More and more electricity is generated by natural gas. This trend is likely to persist. Hydraulic fracturing technology is increasing domestic supplies and enabling natural gas prices to remain at historic lows. These circumstances encourage fuel switching by electric generators. Cheaper fuel allows less-expensive electricity, but the long-term consequences of this trend could well be less-reliable electric service if the fuel used to generate a growing portion of the nation’s electric power lacks firmness.
Increasing Reliance on Gas
In August 2012, the Federal Energy Regulatory Commission (FERC) convened five regional conferences to address whether current market structures and regulations are adequate to support the electric sector’s increasing reliance on gas-fired generation. These conferences were well attended (by more than 1,200 registrants) and FERC was inundated with written comments and associated recommendations on whether the increasing use of gas in lieu of oil/coal was making electric service less reliable and, if so, how to solve this problem. In addition, concerns were raised about two related but subsidiary issues: communication, coordination, and information sharing across the electric and gas industry; and disconnects between the scheduling for electricity and gas.
In November, FERC issued a staff report summarizing the results of its information-gathering and an order directing actions on the two subsidiary issues. However, FERC left the threshold question unanswered: When power is needed, how best to ensure that generators with firm delivery obligations have reliable upstream fuel resources and, if they do not, who should bear the resulting reliability costs?
Based on regional conference comments, such electric resource adequacy is of greater concern in areas with organized capacity markets than in those areas where vertically integrated utilities operate. Organized capacity markets such as the Northeast and Mid-Atlantic do not currently provide an incentive for generators to purchase firm contracts for gas pipeline transportation.
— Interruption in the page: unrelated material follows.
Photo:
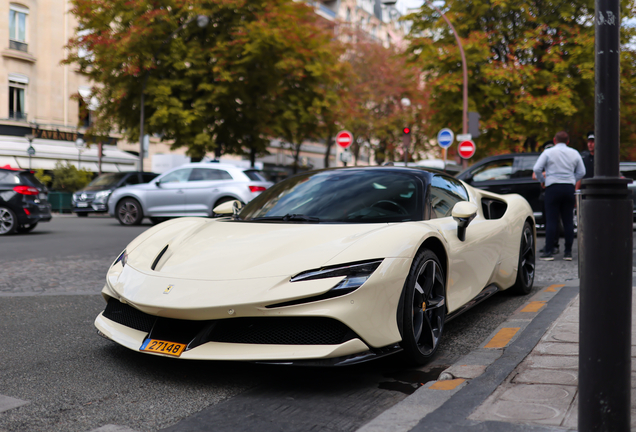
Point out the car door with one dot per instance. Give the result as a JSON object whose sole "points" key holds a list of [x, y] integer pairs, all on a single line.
{"points": [[203, 188], [472, 261], [166, 196]]}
The staff report notes that “[p]articipants in virtually all regions with capacity markets indicated that their capacity markets do not consider the firmness of a generator’s fuel supply when clearing resources.” It adds that appropriate incentives to deliver firm energy are necessary to better ensure that gas-fired generators are able to reliably deliver firm energy; reliance on nonfirm pipeline capacity to deliver gas to power plants is inconsistent with the firm energy delivery obligation.
In areas where there are vertically integrated utilities, such as the Southeast, the correlation between the firmness of delivery of natural gas to power plants and resource reliability appears to be less of an issue. Many entities are subject to integrated resource planning requirements that specify that electric generators have firm pipeline transportation service and/or storage.
Unresolved Cost Allocation
At the regional conferences, pipeline operators, not surprisingly, urged that generators be required to hold firm capacity/storage. Generators maintain that pipelines should (and some already have) design more flexible transportation services that can meet generator seasonal demands without potentially costly gas system expansions. Natural gas local distribution companies (LDCs) appear wary of electric industry suggestions that regional gas infrastructure planning is needed. The LDCs also complain that the costs of serving electric generator variability are already being shifted improperly to LDCs and ultimately to their customers.
Yet the staff report shies away from offering any possible remedies or even a path for resolution with respect to the consequences of less-than-firm transportation service and electric resource adequacy. FERC concurs with the staff report that “resource adequacy issues… should continue to be addressed in the first instance by market participants, states, and other stakeholders in each region.”
Consistent with FERC’s “deferral to the regions” approach, the North American Electric Reliability Corp. (NERC) generally favors a requirement for generator “firmness” that would account for the multiple ways to firm up the fuel supply, but NERC nonetheless does not see a need for a national standard. It concurs that the issues can be addressed on a regional basis. More recently, however, a consulting firm has proposed that from a system reliability standpoint, NERC should act by redefining “firm power” on a fuel-neutral basis so that generators who want to bid into power markets would have to firm up fuel reliability.
FERC Defers Decision
That electric resource adequacy is not an immediate concern in all parts of the country is not an adequate reason for FERC to defer to the regions for solutions. Indeed, resource reliability concerns are most pressing in organized regional transmission organization/independent system operator capacity markets that are already comprehensively regulated by FERC. Nor is the fact that organized markets vary in design an adequate excuse for deferral. The costs of ensuring that natural gas–powered generators are delivered fuel sufficient to ensure electric resource adequacy will be substantial regardless of the resolution.
Understandably, and as made clear by the staff report, stakeholders differ widely on how to proceed, and their proposals typically align with their economic interests in the outcome. That these issues may be difficult to resolve is not an excuse for inaction. FERC needs to commence the appropriate proceeding designed to provide a national and comprehensive policy direction for the electric and gas industries on this imperative issue.